Neglected by Design: Occupational Parasitic Infections in India's Lower Castes.
Jay R Shinde, Aayushi Pandey, Srushti M Patil, Saloni Gajakos
Abstract
Open AccessOccupational exposure remains a major driver of parasitic infections in India, largely due to caste-based discrimination that severely limits job opportunities for certain communities. Historically marginalized groups, particularly Scheduled Castes (SC) and Scheduled Tribes (ST), often have little choice but to engage in high-risk occupations such as manual scavenging, landless farming, inland and coastal fishing, tea-estate labor, informal mining, and backyard pig-rearing.

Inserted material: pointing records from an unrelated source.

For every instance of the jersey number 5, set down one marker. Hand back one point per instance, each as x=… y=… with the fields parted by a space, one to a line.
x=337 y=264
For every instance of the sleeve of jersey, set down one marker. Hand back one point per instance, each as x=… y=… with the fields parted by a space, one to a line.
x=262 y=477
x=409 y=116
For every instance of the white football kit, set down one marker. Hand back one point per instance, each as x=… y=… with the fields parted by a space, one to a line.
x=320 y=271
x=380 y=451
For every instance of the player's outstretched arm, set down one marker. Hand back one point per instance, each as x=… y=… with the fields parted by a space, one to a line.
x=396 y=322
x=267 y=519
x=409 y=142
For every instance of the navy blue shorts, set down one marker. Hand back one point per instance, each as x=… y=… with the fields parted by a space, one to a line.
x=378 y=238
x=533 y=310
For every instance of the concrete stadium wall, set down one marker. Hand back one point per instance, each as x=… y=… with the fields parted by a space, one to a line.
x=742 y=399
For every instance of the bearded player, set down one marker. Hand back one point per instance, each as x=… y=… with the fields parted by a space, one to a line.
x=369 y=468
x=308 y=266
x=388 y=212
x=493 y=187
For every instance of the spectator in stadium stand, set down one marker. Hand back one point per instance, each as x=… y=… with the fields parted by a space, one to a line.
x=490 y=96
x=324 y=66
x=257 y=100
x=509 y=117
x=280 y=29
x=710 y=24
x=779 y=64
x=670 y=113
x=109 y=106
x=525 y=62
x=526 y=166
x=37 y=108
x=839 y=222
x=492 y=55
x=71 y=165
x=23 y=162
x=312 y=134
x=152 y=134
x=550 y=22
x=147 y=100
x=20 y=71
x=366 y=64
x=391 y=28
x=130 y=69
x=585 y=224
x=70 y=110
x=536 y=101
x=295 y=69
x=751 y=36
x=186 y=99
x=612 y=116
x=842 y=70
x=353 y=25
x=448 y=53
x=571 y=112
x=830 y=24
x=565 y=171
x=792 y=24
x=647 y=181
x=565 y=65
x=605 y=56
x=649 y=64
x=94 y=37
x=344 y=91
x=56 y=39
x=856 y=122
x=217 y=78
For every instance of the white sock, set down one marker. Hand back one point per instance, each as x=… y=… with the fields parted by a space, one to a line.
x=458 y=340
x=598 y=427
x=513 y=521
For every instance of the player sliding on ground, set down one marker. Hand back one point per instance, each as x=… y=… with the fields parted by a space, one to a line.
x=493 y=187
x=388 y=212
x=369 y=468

Passed down through generations of exploitation, these occupations typically involve minimal or no personal protective equipment and significantly raise the risk of infections like hookworm, strongyloidiasis, visceral leishmaniasis, lymphatic filariasis, Taenia solium cysticercosis, and schistosomiasis. Because social discrimination, even in 2025, restricts these groups from accessing safer employment options, they remain trapped in a cycle of poverty and disease. Add to this their living conditions like mud houses, open defecation practices, segregation, non-secure informal jobs without proper healthcare access, and low literacy, and it is clear why these curable infections persist despite national efforts like mass drug administration and vector control. Addressing this issue effectively means directly tackling caste-driven occupational segregation. Workplace-based preventive treatment, targeted surveillance, and equity-focused policies are essential to sustainably eliminate these parasitic infections and finally close these deep-rooted health disparities that are not commonly addressed in both policy-making and literature.